Schwäbische Zeitung (Alb-Donau)
Freundlicher Wohlfühlschall
Der Elektronik-Meister Christopher von Deylen entfaltet große Wirkung
ULM - Am Ende steht eine sympathische Entschuldigung: „Wir können auch ganze Sätze sprechen. Wir waren aber von unseren Instrumenten so vereinnahmt ... Das ist keinesfalls persönlich gemeint.“Ja, geredet hat Christopher von Deylen wirklich nicht viel in den vorangegangenen zwei Konzertstunden im nicht ausverkauften Ulmer CCU. Das hätte auch nicht sonderlich gut gepasst, denn das erklärte Ziel seines Bandprojekts Schiller ist es ja, dass sein Publikum den Alltag vergessen und in andere Welten eintauchen möge.
Als es am Ende des Auftritts wieder in die Wirklichkeit zurückkehrt, feiert es die Band laut, aber diszipliniert, wie es sich für einen solchen gediegenen Auftrittsort gehört.
Nach den mächtigen Konzerten in den großen Arenen mit viel, viel Licht und großer Band, ziehen Schiller jetzt sozusagen auf Clubtour durch die kleineren Hallen. Für das Klangwelten-Konzept reichen drei Musiker, eine spärliche Light-Show und ein schmales Video-Wändchen für die bewegten Bilder und FarbenSpiele.
Schiller entfalten keine die Sinne überwältigende Wucht, für Christopher von Deylens Verhältnisse ist das hier eher ein Kammerkonzert. Perkussionist Cliff Hewitt gibt den ausladenden Klangflächen kein steinernes Rhythmusfundament, sondern setzt eher zusätzliche Akzente zum Tuckern der Sequencer. So entsteht ein sanfter Groove im mittleren Kopfnicker-Tempo.
Darüber erstrecken sich die weiten, rein elektronischen Klanglandschaften mit warmen Harmonien, nur ganz selten fahren schroffe Geräusche dazwischen wie aus einem Science-Fiction-Film.

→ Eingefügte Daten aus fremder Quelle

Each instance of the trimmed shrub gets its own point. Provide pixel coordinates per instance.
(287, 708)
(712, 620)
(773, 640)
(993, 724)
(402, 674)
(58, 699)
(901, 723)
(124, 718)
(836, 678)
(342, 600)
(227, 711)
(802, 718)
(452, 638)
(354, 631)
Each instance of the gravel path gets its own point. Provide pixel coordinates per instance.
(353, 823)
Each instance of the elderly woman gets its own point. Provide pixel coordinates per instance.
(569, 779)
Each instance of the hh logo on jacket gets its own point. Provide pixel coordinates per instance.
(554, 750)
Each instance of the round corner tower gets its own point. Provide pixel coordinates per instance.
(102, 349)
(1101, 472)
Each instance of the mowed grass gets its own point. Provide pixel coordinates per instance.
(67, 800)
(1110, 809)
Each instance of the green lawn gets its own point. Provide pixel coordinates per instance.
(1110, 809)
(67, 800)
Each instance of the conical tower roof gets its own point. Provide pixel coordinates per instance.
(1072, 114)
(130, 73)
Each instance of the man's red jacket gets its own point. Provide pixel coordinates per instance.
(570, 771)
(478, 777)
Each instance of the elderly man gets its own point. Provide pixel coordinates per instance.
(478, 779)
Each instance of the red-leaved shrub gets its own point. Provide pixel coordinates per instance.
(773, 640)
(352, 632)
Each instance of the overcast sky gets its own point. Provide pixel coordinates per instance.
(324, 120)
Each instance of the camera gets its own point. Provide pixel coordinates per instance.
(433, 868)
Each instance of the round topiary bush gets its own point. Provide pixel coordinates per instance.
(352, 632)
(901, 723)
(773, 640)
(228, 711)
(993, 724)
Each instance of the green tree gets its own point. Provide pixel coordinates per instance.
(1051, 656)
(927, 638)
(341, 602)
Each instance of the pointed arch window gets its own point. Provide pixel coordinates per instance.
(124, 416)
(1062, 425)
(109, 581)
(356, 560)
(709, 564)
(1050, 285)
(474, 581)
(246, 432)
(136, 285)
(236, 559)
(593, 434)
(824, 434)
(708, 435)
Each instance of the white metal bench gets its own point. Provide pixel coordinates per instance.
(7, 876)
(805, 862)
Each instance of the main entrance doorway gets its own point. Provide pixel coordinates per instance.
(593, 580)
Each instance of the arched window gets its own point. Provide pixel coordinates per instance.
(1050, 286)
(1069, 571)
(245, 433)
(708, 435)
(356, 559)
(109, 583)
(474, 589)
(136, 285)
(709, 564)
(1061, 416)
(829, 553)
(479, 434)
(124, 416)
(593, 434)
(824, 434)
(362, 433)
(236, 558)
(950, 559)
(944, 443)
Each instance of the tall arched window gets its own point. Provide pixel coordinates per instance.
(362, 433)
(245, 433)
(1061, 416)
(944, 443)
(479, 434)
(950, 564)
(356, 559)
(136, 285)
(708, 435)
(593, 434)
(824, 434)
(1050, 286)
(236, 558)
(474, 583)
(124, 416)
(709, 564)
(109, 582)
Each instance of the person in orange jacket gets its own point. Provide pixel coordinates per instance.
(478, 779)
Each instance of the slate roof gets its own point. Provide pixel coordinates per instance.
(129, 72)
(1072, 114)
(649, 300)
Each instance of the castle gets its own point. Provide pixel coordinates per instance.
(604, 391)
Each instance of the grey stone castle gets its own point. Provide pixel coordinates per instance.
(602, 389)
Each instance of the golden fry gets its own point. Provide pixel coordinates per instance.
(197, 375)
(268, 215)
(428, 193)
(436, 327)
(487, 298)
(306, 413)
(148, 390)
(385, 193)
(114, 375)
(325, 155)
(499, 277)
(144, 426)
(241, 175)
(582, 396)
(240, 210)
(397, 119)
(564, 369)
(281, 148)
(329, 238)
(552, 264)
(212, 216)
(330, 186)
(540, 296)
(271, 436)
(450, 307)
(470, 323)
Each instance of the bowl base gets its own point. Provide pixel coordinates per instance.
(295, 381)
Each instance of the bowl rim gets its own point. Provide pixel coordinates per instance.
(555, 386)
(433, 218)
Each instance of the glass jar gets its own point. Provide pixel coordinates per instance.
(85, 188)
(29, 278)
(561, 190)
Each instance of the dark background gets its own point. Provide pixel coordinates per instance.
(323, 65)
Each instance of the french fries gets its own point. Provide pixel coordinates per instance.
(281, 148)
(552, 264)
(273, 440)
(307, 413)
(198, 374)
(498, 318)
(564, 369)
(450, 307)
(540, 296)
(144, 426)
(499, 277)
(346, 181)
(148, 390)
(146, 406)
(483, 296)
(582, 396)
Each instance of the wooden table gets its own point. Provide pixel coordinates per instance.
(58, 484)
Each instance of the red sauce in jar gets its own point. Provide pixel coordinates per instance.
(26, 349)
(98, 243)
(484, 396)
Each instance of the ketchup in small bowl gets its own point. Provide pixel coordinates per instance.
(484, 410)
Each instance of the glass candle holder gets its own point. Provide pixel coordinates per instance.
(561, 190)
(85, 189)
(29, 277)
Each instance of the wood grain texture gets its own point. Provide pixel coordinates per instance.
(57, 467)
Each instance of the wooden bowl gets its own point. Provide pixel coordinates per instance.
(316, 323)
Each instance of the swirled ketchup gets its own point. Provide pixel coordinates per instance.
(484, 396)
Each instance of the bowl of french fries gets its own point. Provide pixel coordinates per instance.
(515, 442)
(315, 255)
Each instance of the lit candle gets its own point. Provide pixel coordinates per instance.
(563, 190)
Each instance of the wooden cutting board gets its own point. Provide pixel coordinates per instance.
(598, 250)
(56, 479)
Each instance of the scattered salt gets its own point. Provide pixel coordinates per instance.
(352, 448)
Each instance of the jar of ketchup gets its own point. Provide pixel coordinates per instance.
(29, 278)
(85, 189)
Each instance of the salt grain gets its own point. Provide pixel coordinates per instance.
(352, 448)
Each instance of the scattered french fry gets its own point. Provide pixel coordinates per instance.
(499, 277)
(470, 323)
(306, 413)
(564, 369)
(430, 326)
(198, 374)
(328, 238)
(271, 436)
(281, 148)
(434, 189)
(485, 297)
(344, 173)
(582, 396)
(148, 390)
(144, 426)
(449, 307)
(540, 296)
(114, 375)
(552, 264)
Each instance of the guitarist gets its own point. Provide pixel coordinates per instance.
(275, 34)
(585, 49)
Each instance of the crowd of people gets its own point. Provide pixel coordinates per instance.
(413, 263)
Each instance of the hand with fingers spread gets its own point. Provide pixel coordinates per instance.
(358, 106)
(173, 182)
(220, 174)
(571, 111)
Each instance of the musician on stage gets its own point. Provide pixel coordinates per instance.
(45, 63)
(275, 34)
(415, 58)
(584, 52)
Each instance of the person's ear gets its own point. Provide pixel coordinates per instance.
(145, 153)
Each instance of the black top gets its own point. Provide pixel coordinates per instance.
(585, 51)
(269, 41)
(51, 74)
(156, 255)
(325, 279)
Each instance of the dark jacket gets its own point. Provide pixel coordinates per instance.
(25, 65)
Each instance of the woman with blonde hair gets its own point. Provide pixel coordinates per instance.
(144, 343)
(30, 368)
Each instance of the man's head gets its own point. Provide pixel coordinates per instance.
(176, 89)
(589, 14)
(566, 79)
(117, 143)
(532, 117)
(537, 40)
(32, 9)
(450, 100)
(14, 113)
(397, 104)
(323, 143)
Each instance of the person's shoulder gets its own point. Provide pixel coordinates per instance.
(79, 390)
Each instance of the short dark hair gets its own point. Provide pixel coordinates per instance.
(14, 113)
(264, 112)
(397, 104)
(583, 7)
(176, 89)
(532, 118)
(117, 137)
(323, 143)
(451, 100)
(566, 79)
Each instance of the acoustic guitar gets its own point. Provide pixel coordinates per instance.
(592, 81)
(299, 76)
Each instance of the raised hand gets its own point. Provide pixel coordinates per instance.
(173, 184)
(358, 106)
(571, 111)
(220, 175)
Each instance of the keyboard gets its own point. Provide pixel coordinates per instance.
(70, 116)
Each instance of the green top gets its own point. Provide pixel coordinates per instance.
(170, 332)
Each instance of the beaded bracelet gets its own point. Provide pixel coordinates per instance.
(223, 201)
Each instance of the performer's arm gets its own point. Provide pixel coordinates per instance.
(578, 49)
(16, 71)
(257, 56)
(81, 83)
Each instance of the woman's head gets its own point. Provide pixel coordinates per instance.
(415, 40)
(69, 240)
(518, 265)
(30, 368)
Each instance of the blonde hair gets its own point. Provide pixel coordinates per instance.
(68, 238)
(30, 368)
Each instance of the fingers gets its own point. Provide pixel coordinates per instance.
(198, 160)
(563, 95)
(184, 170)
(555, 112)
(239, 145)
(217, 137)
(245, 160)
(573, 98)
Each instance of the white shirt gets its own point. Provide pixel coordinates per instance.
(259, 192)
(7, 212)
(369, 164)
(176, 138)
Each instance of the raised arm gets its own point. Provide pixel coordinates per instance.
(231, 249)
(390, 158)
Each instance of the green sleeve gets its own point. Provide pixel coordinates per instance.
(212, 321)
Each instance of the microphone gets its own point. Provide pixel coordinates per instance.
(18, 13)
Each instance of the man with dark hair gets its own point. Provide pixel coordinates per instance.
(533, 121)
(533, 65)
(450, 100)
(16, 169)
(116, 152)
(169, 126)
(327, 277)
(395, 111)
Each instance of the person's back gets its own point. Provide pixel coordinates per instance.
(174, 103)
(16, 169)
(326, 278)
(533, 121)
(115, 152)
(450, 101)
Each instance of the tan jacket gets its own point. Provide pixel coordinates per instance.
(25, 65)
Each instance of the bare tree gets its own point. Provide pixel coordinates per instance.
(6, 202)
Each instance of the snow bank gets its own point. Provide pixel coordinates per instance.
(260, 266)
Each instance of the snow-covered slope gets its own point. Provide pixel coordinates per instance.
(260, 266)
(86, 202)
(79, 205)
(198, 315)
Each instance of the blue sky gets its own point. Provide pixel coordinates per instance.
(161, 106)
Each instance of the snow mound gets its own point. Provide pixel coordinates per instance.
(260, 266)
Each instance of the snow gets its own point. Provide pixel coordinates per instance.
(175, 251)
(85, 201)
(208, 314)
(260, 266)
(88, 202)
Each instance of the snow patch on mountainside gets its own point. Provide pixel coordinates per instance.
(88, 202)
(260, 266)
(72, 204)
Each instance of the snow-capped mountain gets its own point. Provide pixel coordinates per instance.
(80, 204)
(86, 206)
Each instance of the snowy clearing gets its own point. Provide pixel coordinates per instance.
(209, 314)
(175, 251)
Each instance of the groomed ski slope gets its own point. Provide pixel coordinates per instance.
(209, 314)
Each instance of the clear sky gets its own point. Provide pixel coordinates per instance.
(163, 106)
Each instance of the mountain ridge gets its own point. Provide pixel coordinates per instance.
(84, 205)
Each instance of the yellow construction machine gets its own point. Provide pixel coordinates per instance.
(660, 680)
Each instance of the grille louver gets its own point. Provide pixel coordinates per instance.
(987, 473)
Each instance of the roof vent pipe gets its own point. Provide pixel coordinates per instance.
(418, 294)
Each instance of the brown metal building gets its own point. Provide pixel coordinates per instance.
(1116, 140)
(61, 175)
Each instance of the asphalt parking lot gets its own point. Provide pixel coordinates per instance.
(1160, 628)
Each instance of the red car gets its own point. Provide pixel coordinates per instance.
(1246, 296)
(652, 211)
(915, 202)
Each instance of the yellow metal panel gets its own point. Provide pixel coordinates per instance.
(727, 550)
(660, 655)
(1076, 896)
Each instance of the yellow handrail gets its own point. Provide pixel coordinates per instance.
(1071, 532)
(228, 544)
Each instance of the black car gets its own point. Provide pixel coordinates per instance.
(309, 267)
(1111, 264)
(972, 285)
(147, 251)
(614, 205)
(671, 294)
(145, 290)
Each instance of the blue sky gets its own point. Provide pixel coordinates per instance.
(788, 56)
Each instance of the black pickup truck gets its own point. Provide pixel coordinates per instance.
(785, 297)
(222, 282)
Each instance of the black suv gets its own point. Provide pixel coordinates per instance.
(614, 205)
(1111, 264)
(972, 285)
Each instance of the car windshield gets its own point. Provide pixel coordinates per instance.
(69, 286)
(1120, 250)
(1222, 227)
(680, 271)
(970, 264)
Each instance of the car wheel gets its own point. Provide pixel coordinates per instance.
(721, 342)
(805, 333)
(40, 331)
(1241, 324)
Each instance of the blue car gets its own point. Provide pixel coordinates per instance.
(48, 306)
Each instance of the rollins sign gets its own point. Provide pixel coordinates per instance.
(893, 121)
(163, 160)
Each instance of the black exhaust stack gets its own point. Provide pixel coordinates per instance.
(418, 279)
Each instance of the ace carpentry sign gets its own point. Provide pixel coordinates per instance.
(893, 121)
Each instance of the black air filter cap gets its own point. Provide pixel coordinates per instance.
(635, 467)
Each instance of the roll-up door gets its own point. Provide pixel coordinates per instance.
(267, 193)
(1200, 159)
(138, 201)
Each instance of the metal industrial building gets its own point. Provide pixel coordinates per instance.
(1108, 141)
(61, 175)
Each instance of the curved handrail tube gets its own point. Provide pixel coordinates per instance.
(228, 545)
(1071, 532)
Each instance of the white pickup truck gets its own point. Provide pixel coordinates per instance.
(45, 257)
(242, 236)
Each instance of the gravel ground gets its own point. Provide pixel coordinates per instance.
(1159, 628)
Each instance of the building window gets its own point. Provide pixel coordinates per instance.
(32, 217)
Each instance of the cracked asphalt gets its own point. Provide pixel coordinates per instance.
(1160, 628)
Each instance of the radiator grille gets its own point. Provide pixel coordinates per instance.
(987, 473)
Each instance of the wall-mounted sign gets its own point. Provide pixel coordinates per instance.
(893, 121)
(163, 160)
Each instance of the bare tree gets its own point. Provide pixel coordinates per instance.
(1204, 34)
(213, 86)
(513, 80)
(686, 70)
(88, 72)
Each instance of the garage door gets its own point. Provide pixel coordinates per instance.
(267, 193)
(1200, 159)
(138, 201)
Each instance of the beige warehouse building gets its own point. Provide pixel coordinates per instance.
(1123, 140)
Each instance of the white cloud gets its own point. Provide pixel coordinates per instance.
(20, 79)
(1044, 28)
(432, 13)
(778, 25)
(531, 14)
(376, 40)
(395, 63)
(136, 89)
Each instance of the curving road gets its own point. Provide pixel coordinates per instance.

Christopher von Deylen hat der Synthesizer-Musik der Siebzigerjahre, für die vor allem Klaus Schulze und Tangerine Dream standen, die Eiseskälte ausgetrieben. Ließen sich die ausufernden Blubber-und-ZirpStücke damals eigentlich nur mithilfe illegaler Substanzen genießen, produzieren Schiller Elektronik für die Massen, freundlichen und gefälligen Wohlfühlschall. Der bewegt sich mal rhythmisch in stetigem MidTempo voran, mal treiben die Klangwolken beinahe antriebslos dahin.
Im zweiten Teil des Auftritts lassen Schiller vor allem träge Ambient-Sounds durch die Halle schweben, die sanft einlullen. Brian Eno, der Pionier der Ambient-Musik, hat 1978 im Begleittext zu seinem richtungsweisen Album „Ambient 1 – Music For Airports“erklärt, Ambient müsse gleichermaßen ignorierbar wie interessant sein.
Das gilt natürlich nur, wenn sie einfach aus einem Lautsprecher in der Ecke tröpfelt. Im Konzert ist sie alles andere als ignorierbar, denn dort stehen Menschen im Licht auf der Bühne, welche die Klänge ihrem üppig bestückten Maschinenpark entlocken.
Klang-Kaskaden sorgen für die perfekte Illusion
Das Schöne daran: Die Musik wird durch eine 360-Grad-Anlage geschickt. Mal klingelt es hinten links, dann vorne rechts, Klang-Kaskaden bewegen sich quer durch den Saal. Die Illusion ist perfekt, die Zuhörer bekommen das Gefühl, mitten in der Musik zu sitzen.
Die ist nicht zu laut, aber deutlich, gut ausbalanciert, eben wohltemperiert. Sie umspült einen wie warmes Badewasser. Das hat allerdings den nicht unangenehmen Nebeneffekt, dass zuweilen die Augenlider ganz entspannt im Hier und Jetzt nach unten sinken. Kann einem bei Schiller auch passieren, ist aber nicht schlimm, denn das erklärte Ziel ist es ja nach den Worten von Christopher von Deylen, das Publikum in andere Welten zu entführen. Kurzausflüge in Traumwelten sind nicht die schlechtesten Trips, vor allem sind sie in diesem Fall völlig legal.